Key Takeaways

  • Oman now requires all licensed Bitcoin miners to use the government-backed OmanHash mining pool.

  • Regulators will gain greater visibility into mining activity, including revenue, output, and energy consumption.

  • The move boosts oversight and industry coordination but raises concerns about mining centralization and potential censorship.

Oman Centralizes Bitcoin Mining

Oman has introduced a new national Bitcoin mining pool called OmanHash. All licensed digital asset miners in the country must now use this pool. This makes Oman one of the first countries to place Bitcoin mining under direct government oversight.

The project was launched by Oman’s Ministry of Transport, Communications and Information Technology (MTCIT) together with Frontier Technologies LLC, an Omani blockchain company. Under the new rules, OmanHash is the only legal mining pool for licensed miners in the country.

OmanHash website landing page — Omanhash.om

Bitcoin mining is the process of using powerful computers to help run the Bitcoin network and earn rewards in bitcoin. Usually, miners join mining pools to combine computing power and receive more regular payouts. In most countries, miners can choose which pool to join.

But in Oman, things have become a little different. Instead of allowing miners to choose freely, the government requires all licensed miners to direct their computing power into one official pool. It seems like the goal for the Omani government is to create a more organized and transparent mining industry.

The technology behind OmanHash was provided by Enegix Global, a company that works in digital energy and infrastructure. Frontier Technologies handles local operations inside Oman.

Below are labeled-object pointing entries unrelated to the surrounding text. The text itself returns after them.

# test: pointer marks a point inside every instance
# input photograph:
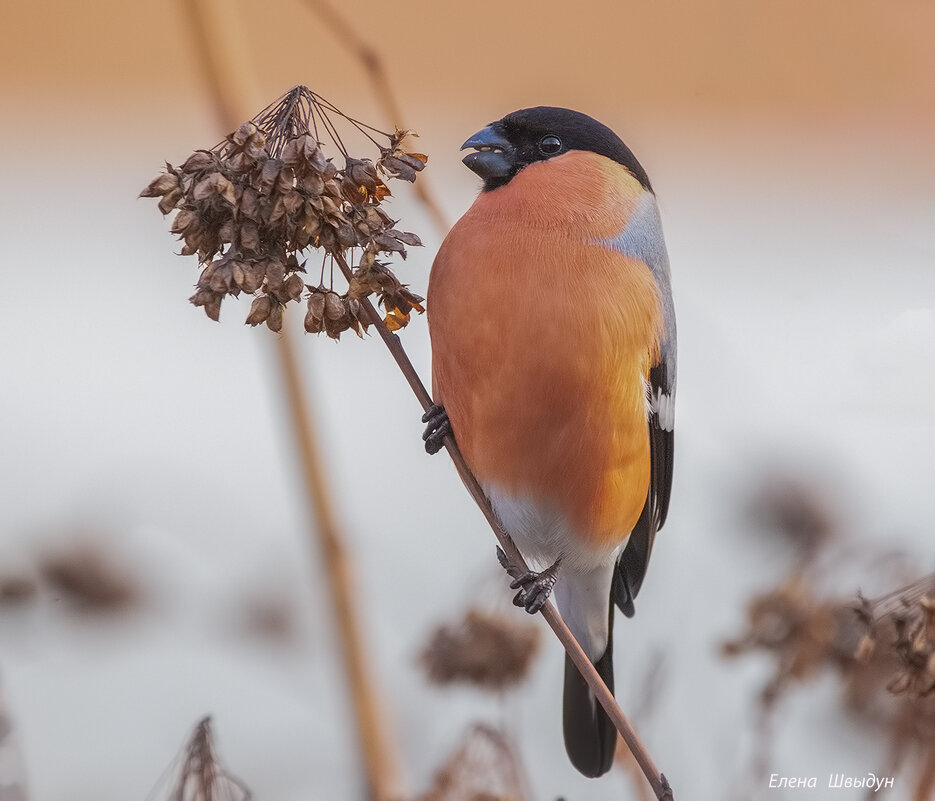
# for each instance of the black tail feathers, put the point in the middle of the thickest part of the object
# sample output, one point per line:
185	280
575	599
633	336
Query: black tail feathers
590	736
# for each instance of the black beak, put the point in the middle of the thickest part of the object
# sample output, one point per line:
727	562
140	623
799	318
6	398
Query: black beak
493	154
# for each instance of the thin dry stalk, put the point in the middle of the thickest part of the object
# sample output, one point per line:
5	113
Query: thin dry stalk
605	697
372	62
222	52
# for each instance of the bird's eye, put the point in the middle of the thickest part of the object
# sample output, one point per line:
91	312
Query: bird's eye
550	145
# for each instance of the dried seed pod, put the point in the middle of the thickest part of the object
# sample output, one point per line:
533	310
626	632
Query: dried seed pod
254	273
200	160
274	321
259	310
293	287
162	184
334	308
170	200
249	205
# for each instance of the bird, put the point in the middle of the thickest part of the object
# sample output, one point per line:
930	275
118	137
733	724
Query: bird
553	338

The new pool is expected to gather around 10 exahashes per second (EH/s) in its first stage. “Hashes per second” is a measurement of computing power used for Bitcoin mining. A higher hashrate means more and stronger machines are working to secure the network.

By bringing mining into one national pool, regulators can more easily track mining activity. This includes monitoring mining output, revenue, energy use, and newly created bitcoin.

Enegix says this project is an important milestone for the company. Oman is the second country where Enegix has helped create a government-approved mining pool. The first was btcpool.kz in Kazakhstan.

Olzhas Amirov, chief business development officer at Enegix Global, said the Oman project supports the company’s approach to regulated mining.

“This is our second sovereign mandate, and it validates the model we have been building since Kazakhstan,” Amirov said.

He also said that clear rules can help miners operate legally, reduce tax uncertainty, and improve communication with government authorities. With OmanHash added, Enegix says it now manages about 25 EH/s across three mining pools. The company’s next goal is to reach 30 EH/s.

Another Enegix executive, Yersaiyn Nurtoleuov, said, “Our target is 30 EH/s — and we are actively building the infrastructure and partnerships to get there.”

Oman’s mining industry has grown quickly in recent years. Since 2022, more than $700 million has been invested in mining and data center projects in the Salalah Free Zone.

Salalah Free Zone , Sultanate of Oman — SGI Architects

The Salalah Free Zone (SFZ) is a premier industrial, manufacturing, and logistics hub in the Sultanate of Oman, managed as part of the state-owned Asyad Group.

Large facilities were developed as part of the country’s digital expansion plans. This growth supports Oman Vision 2040, a national strategy designed to reduce dependence on oil and build new industries. The plan includes investment in digital infrastructure, artificial intelligence, data centers, and blockchain technology.

Even though digital assets are not legal tender in Oman, regulated mining is allowed and supported by the government.

Supporters believe the national pool model brings stability and makes it easier for businesses to operate under clear rules.

Critics see risks as well. In most countries, miners choose their own pools based on performance, fees, and trust. Under Oman’s system, licensed miners lose that freedom.

Some observers also worry that putting mining into one government-linked system increases centralization in an industry built around decentralization.

This also creates a risk of transaction censorship. A centralized, government-controlled mining pool can choose which transactions to include in its blocks and which to exclude.

Others argue the risks are limited because mining pools do not own miners’ machines. Miners can still move their operations or leave the system if conditions change.